Dans les quelques minutes qui me sont imparties, je m’attacherai à dévoiler le sens caché de cette proposition de loi. Ce sens caché, je l’ai trouvé dans le récit de la vie de Geneviève de Gaulle-Anthonioz. La traversée de la nuit c’est son expérience des camps de concentration. Le secret de l’espérance c’est celui de la période où elle a présidé ATD Quart Monde, à la suite du père Joseph Wresinski. La lutte contre le nazisme et la lutte contre la misère ont constitué un fil conducteur dans sa vie et se sont traduites dans son combat pour la dignité humaine.

En France, l’État-providence fait globalement ce qu’il peut, et nous pouvons en être fiers. Il fait le minimum, mais pas l’essentiel, car l’essentiel, c’est la dignité humaine. La proposition d’ATD Quart Monde, qui va être votée dans la concorde, nous a fait prendre conscience que le chômage c’est le désoeuvrement tandis que le travail est une oeuvre. Pour moi, c’est là que se trouve le sens caché de notre travail parlementaire.

On peut donner à manger, faire le minimum, mais il manque l’essentiel, parce que nous ne sommes pas des ventres, des objets, des déchets ; nous sommes des mains, une tête, un esprit. Tout est récit dans la vie. En politique, comme dans la vie, on en est souvent orphelin. Que pourrai-je raconter à mes enfants à la fin de ma vie ? Quelle route ai-je tracé ? Quel lait ai-je produit ? Quel moteur ai-je conçu, quelle maison ai-je bâtie, quel conte ai-je colporté, quel logiciel ai-je créé ? En quoi ai-je participé à l’oeuvre commune ? Certains hommes et femmes sont privés de cette participation à une oeuvre commune et, par-là même, d’une part essentielle de leur humanité.

Chers collègues, imaginez la force d’une société qui pourrait dire aux 20 % des jeunes qui sont aujourd’hui au bord de la route qu’elle a besoin d’eux pour bâtir la France de demain. Imaginez la force d’une société qui dirait à des millions de chômeurs qu’elle a besoin d’eux pour la transition écologique, pour bâtir une nouvelle prospérité, recréer du lien social, redonner de l’humanité à nos vies, lutter contre la solitude, faire refleurir des déserts.

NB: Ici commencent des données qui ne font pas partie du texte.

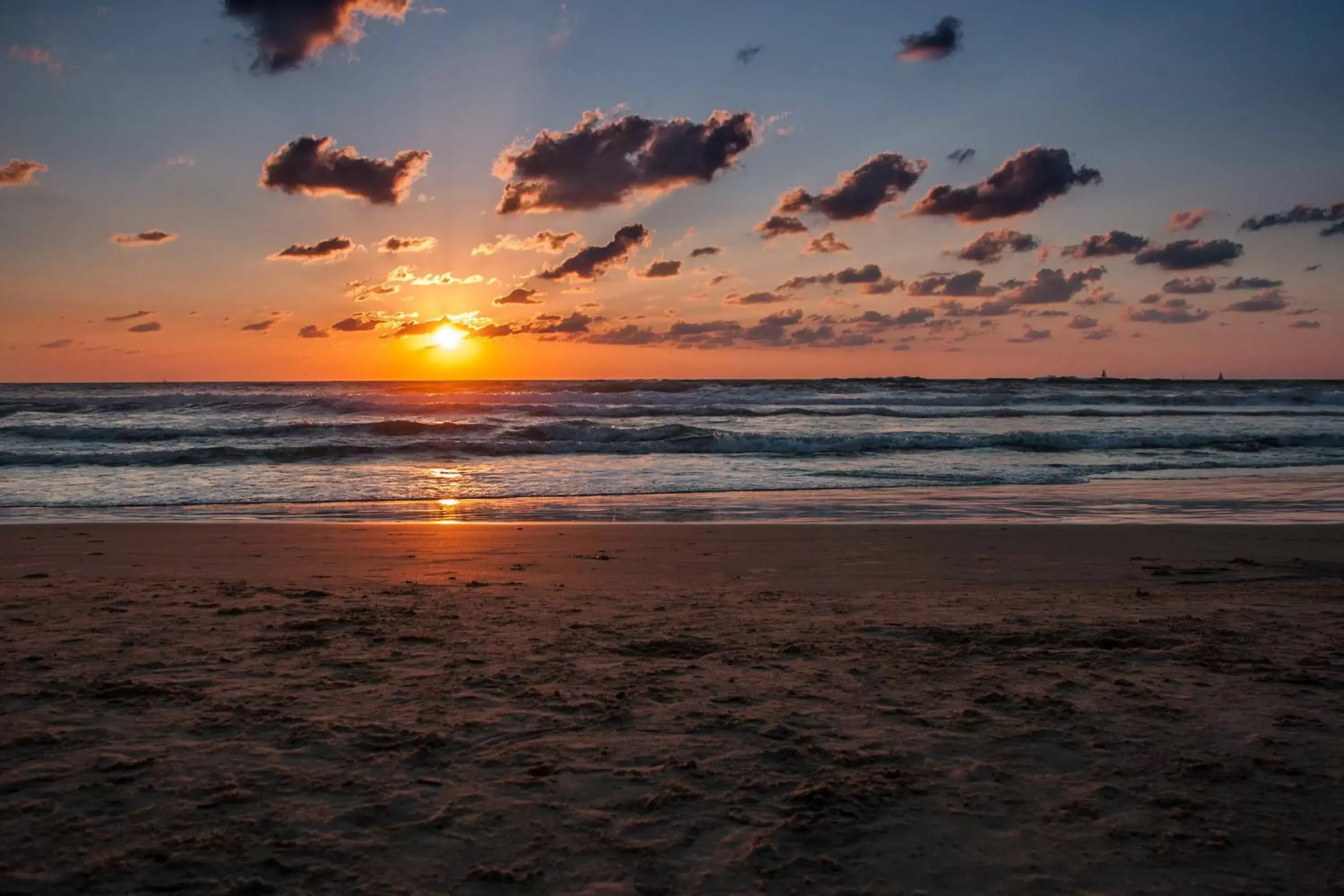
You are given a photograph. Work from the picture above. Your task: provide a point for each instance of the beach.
(564, 708)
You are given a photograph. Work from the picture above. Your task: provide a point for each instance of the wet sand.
(647, 710)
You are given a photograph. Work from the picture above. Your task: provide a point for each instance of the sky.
(314, 190)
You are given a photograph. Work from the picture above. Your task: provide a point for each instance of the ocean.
(847, 450)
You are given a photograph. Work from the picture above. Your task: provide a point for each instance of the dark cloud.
(1252, 283)
(394, 245)
(1300, 215)
(288, 33)
(594, 261)
(312, 167)
(991, 246)
(1190, 285)
(1272, 300)
(780, 226)
(518, 297)
(1031, 336)
(604, 163)
(746, 54)
(756, 299)
(939, 43)
(328, 250)
(1171, 311)
(827, 244)
(1050, 285)
(144, 238)
(662, 269)
(21, 172)
(858, 194)
(1022, 185)
(1187, 220)
(870, 275)
(1190, 254)
(1115, 242)
(546, 241)
(357, 324)
(965, 284)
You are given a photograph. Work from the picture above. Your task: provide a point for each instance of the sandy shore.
(671, 710)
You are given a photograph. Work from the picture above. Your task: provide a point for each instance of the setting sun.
(448, 338)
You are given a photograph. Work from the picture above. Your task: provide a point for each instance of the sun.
(448, 338)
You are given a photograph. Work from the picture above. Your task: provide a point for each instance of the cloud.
(21, 172)
(756, 299)
(746, 54)
(394, 245)
(870, 276)
(662, 269)
(1190, 285)
(288, 33)
(1050, 285)
(937, 43)
(144, 238)
(780, 226)
(604, 163)
(1171, 311)
(991, 246)
(1115, 242)
(827, 244)
(1252, 283)
(858, 194)
(1187, 220)
(546, 241)
(518, 297)
(35, 57)
(1272, 300)
(1022, 185)
(594, 261)
(1190, 254)
(1300, 215)
(1031, 336)
(312, 167)
(964, 284)
(328, 250)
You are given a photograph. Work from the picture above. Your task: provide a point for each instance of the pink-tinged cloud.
(939, 42)
(546, 241)
(21, 172)
(312, 167)
(289, 33)
(35, 57)
(396, 245)
(1022, 185)
(605, 163)
(144, 238)
(328, 250)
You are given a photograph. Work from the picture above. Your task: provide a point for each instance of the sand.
(280, 708)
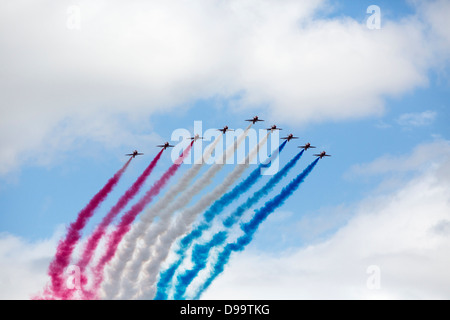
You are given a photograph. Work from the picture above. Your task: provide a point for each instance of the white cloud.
(417, 119)
(23, 266)
(404, 234)
(419, 159)
(130, 61)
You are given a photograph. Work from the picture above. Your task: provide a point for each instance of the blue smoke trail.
(250, 227)
(231, 220)
(216, 208)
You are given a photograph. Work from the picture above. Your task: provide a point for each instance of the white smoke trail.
(150, 235)
(181, 225)
(110, 288)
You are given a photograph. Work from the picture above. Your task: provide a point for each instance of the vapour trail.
(124, 225)
(99, 232)
(182, 223)
(250, 227)
(217, 207)
(67, 245)
(184, 279)
(124, 254)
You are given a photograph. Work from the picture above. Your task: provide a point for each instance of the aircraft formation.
(225, 129)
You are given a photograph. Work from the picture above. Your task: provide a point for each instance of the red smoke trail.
(66, 246)
(125, 224)
(99, 232)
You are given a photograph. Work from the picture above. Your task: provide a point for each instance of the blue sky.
(75, 100)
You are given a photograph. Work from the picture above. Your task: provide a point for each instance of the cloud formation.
(63, 85)
(401, 239)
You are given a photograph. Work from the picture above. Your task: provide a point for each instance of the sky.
(85, 82)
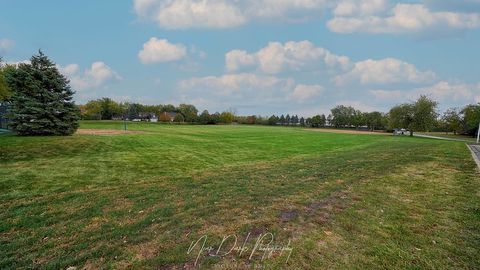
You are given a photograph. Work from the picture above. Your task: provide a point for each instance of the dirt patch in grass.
(107, 132)
(288, 215)
(347, 131)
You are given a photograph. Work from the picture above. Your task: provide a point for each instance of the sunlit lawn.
(139, 200)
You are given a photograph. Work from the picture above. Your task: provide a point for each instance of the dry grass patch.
(107, 132)
(346, 131)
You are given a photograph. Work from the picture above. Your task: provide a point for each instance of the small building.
(401, 132)
(154, 119)
(168, 116)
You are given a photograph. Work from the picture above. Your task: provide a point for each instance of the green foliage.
(401, 116)
(361, 202)
(425, 114)
(42, 99)
(375, 120)
(344, 116)
(420, 115)
(318, 121)
(179, 118)
(471, 119)
(452, 121)
(227, 117)
(4, 90)
(189, 112)
(273, 120)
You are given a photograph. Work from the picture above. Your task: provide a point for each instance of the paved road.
(440, 138)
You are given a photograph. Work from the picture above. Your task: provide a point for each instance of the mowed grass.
(138, 201)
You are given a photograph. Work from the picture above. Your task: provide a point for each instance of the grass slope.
(139, 200)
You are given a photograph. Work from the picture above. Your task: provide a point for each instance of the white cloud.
(402, 18)
(359, 7)
(237, 59)
(183, 14)
(247, 89)
(68, 70)
(304, 92)
(445, 92)
(386, 71)
(6, 44)
(161, 51)
(97, 75)
(277, 57)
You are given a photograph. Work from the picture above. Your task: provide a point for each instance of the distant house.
(154, 119)
(167, 116)
(401, 132)
(145, 116)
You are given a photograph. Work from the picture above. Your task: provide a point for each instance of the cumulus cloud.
(385, 71)
(247, 88)
(304, 92)
(97, 75)
(183, 14)
(443, 91)
(402, 18)
(6, 44)
(277, 57)
(160, 51)
(359, 7)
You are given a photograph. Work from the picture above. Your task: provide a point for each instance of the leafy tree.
(402, 116)
(168, 108)
(425, 114)
(227, 117)
(215, 118)
(204, 117)
(418, 116)
(189, 112)
(302, 121)
(343, 116)
(452, 121)
(251, 120)
(317, 121)
(164, 117)
(375, 120)
(133, 110)
(91, 111)
(109, 109)
(179, 118)
(471, 119)
(273, 120)
(4, 90)
(42, 99)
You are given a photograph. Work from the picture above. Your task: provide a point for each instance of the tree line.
(40, 102)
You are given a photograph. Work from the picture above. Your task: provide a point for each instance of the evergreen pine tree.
(42, 99)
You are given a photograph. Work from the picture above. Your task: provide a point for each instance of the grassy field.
(329, 201)
(450, 136)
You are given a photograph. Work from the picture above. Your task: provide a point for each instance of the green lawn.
(139, 200)
(450, 136)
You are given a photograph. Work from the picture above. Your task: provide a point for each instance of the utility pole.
(478, 134)
(125, 118)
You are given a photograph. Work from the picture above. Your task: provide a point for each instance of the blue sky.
(257, 57)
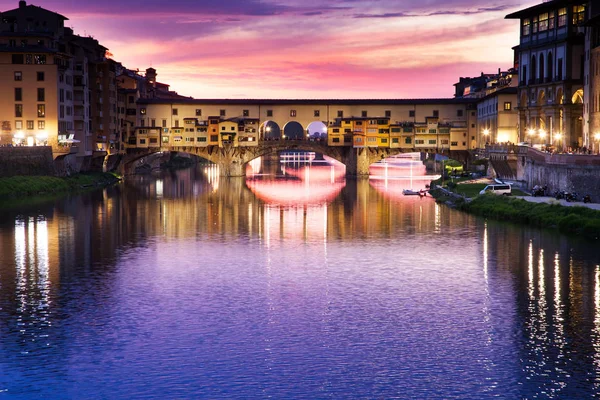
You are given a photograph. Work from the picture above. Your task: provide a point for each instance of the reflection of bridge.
(232, 160)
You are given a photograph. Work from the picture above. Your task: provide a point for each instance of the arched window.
(542, 66)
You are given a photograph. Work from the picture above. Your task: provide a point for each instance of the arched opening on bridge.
(270, 130)
(293, 131)
(578, 97)
(317, 131)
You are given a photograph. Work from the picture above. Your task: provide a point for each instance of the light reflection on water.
(187, 285)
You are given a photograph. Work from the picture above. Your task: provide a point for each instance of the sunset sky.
(301, 48)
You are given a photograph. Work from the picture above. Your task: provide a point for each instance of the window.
(543, 24)
(526, 27)
(562, 17)
(578, 15)
(18, 59)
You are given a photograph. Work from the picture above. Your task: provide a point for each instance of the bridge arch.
(293, 131)
(269, 130)
(317, 130)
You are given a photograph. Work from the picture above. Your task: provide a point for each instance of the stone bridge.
(232, 160)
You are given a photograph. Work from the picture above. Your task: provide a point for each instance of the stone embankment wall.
(579, 173)
(26, 161)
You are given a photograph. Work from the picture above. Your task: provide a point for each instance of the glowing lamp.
(542, 133)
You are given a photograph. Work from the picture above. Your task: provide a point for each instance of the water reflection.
(291, 283)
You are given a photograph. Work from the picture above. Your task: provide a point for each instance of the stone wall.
(26, 161)
(577, 173)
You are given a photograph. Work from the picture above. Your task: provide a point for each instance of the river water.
(291, 283)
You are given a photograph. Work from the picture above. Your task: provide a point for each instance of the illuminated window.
(562, 17)
(578, 15)
(526, 26)
(543, 24)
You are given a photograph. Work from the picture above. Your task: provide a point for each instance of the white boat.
(409, 192)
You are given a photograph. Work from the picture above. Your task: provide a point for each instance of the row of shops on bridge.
(357, 132)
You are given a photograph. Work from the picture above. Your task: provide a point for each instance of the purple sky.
(302, 49)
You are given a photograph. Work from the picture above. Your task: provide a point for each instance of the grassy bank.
(580, 221)
(25, 186)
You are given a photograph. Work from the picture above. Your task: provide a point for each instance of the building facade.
(552, 61)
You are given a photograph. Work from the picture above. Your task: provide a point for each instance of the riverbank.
(18, 187)
(573, 220)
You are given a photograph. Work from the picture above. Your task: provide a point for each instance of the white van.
(506, 190)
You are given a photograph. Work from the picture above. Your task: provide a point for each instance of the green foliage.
(22, 186)
(571, 220)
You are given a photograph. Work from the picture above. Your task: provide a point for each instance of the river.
(291, 283)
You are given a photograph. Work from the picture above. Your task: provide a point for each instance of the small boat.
(409, 192)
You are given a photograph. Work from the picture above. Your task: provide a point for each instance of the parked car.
(505, 190)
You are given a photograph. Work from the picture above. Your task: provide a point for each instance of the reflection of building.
(551, 58)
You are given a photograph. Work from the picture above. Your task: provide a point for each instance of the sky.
(302, 49)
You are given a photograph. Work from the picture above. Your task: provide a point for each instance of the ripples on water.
(184, 285)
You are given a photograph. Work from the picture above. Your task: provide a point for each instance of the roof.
(310, 101)
(547, 6)
(29, 9)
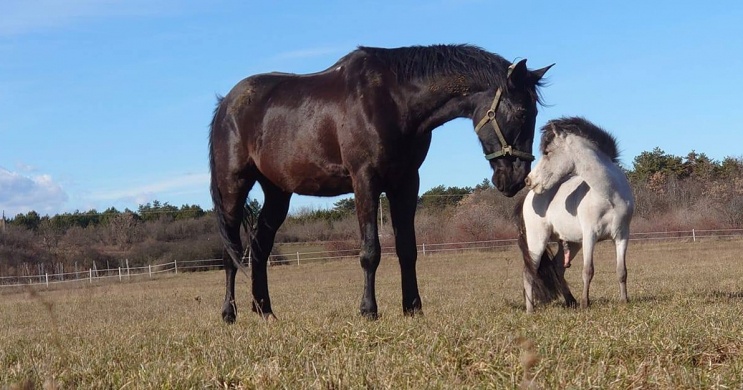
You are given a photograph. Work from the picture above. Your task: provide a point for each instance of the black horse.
(363, 126)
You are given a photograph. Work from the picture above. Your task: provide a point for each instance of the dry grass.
(682, 329)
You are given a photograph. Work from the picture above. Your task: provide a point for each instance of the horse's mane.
(583, 128)
(432, 62)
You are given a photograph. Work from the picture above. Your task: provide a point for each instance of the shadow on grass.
(598, 302)
(723, 295)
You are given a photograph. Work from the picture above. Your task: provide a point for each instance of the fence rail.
(94, 275)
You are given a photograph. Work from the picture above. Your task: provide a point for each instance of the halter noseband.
(506, 149)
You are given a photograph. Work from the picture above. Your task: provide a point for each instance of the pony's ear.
(517, 73)
(557, 134)
(536, 75)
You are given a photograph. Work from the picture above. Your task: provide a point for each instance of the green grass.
(681, 329)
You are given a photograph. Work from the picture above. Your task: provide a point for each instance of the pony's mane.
(605, 142)
(432, 62)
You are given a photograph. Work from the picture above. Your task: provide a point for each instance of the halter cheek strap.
(506, 149)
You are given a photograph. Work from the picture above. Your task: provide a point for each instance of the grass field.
(681, 329)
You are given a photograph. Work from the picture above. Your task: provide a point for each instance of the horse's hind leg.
(588, 244)
(561, 259)
(366, 197)
(272, 215)
(231, 200)
(621, 248)
(402, 209)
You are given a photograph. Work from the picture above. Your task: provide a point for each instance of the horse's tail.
(232, 246)
(545, 278)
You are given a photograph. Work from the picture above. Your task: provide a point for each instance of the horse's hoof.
(269, 317)
(371, 316)
(229, 318)
(229, 312)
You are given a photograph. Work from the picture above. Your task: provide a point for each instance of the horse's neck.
(434, 105)
(600, 173)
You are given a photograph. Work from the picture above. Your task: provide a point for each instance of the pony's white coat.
(578, 195)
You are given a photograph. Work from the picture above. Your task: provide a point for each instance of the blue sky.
(106, 103)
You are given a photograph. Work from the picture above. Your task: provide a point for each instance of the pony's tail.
(231, 246)
(545, 278)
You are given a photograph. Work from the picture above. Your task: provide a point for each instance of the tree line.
(672, 193)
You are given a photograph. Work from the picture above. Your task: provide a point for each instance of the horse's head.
(506, 130)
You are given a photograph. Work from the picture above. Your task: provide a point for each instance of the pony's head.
(563, 143)
(505, 119)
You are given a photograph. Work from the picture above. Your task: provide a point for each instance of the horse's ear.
(517, 73)
(537, 74)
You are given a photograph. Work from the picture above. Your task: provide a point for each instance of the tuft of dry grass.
(681, 329)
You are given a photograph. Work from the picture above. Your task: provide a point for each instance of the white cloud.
(21, 194)
(192, 182)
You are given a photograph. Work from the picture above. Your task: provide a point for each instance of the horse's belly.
(306, 178)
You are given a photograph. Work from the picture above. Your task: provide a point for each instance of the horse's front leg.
(403, 201)
(588, 244)
(621, 248)
(366, 209)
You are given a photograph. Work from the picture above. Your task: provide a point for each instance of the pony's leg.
(272, 215)
(561, 259)
(621, 248)
(588, 244)
(367, 205)
(403, 202)
(536, 242)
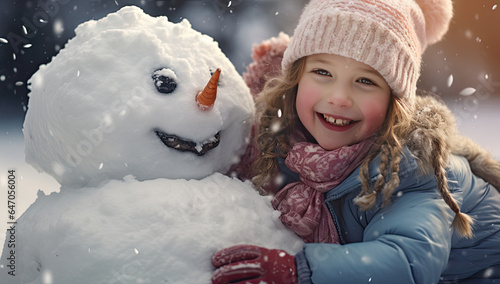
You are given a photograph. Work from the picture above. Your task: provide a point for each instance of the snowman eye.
(212, 71)
(165, 80)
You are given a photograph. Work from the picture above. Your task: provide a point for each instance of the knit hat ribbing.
(388, 35)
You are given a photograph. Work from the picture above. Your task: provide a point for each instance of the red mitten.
(266, 63)
(253, 264)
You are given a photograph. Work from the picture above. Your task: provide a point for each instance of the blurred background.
(464, 69)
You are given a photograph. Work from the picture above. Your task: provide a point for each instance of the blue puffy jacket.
(411, 240)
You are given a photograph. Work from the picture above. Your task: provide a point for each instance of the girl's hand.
(253, 264)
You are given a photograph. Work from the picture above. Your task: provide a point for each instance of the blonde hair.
(278, 122)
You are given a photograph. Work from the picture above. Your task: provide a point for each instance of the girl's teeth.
(338, 121)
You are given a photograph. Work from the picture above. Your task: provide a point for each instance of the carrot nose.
(206, 98)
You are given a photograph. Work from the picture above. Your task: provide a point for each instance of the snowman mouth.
(182, 145)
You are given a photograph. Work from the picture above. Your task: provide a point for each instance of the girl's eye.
(366, 81)
(322, 72)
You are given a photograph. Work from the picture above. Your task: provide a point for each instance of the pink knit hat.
(388, 35)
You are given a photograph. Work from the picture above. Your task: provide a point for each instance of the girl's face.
(341, 101)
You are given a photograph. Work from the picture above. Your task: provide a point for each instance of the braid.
(388, 146)
(274, 129)
(462, 222)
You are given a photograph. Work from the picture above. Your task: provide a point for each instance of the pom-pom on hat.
(388, 35)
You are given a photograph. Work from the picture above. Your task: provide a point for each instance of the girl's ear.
(267, 57)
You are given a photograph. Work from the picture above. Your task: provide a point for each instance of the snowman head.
(125, 97)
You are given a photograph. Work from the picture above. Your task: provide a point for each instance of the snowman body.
(115, 119)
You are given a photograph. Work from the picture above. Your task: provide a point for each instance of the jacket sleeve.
(407, 242)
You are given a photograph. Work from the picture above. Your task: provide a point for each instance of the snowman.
(138, 119)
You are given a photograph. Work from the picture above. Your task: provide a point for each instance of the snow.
(129, 208)
(156, 231)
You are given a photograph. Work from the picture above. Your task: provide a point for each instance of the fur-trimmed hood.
(433, 126)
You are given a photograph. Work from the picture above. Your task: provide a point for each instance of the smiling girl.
(360, 166)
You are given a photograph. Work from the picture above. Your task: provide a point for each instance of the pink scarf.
(302, 203)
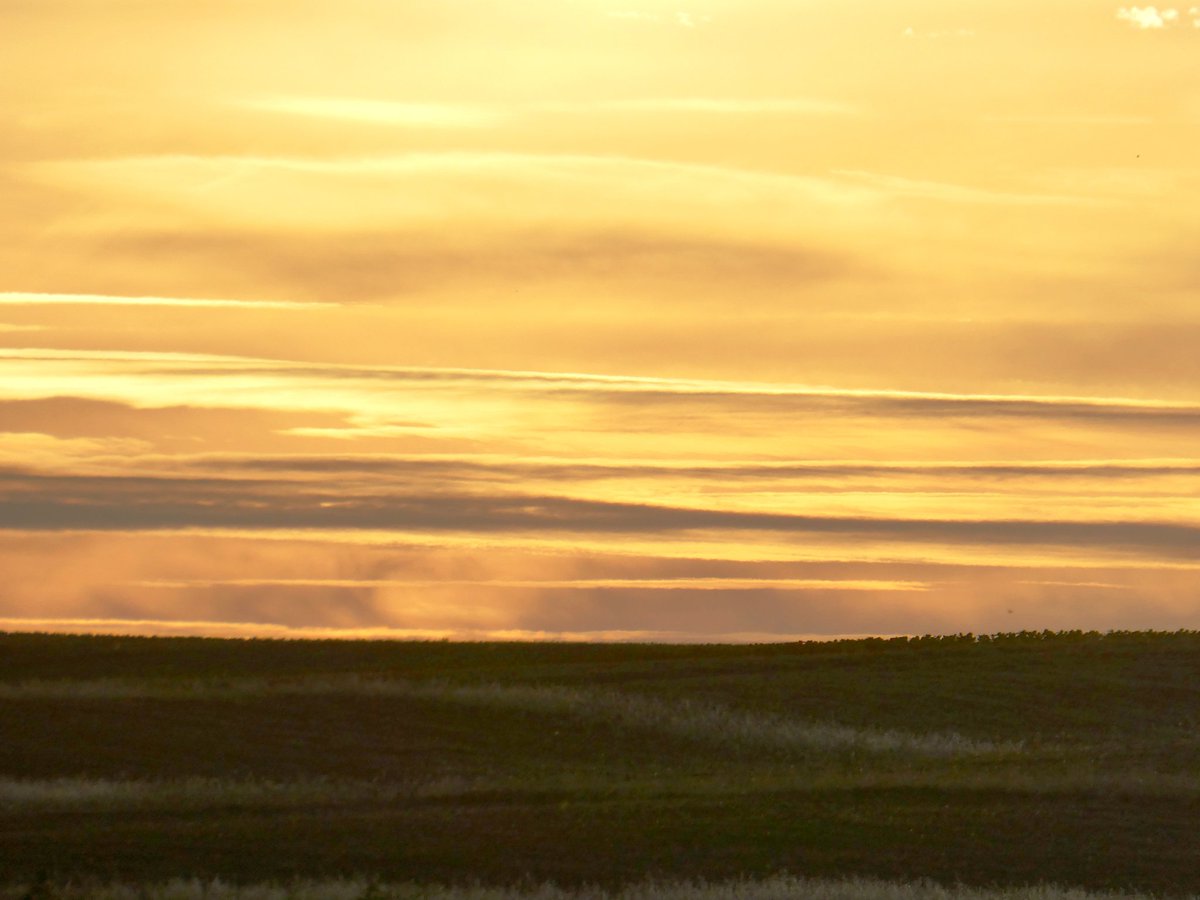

Imaginez la force d’une telle société, bâtie sur la fierté de ces individus, de chacune de ces personnes. Elle puiserait là sa véritable force, sa santé, pour lutter à la fois contre l’indolence et l’indécence des privilèges de ceux qui accumulent tout – pouvoir, arrogance, argent –, pour oeuvrer pour un nouveau partage et faire une place à chacun.

Je ne sais pas si cela relève du rêve ou de l’utopie. Mais si nous n’empruntons pas cette voie, je suis persuadé que cela sera un cauchemar.

Il y a toutes les friches qui ont été abandonnées par un État qui manque souvent d’imagination et d’audace, par un marché aveugle et par trop libéral. Il nous faut donc emprunter un chemin nouveau. Ceux qui se sont déjà emparés de cette expérimentation il y a deux ou trois ans sur les terres de Michel Dinet à Colombey-les-Belles ont créé une association intitulée Les tailleurs de bouleaux. Pourquoi le bouleau ? Parce que cette essence pousse en général sur des terres pauvres et peut donc contribuer à reconquérir des terres qui ont été abandonnées, suite à des désastres humains ou naturels.

Chers collègues, il s’agit ici aussi de reconquête : des friches abandonnées, et plus globalement de l’estime de soi. Il s’agit de renouer le fil invisible entre l’individu et les citoyens, qui passe par l’oeuvre.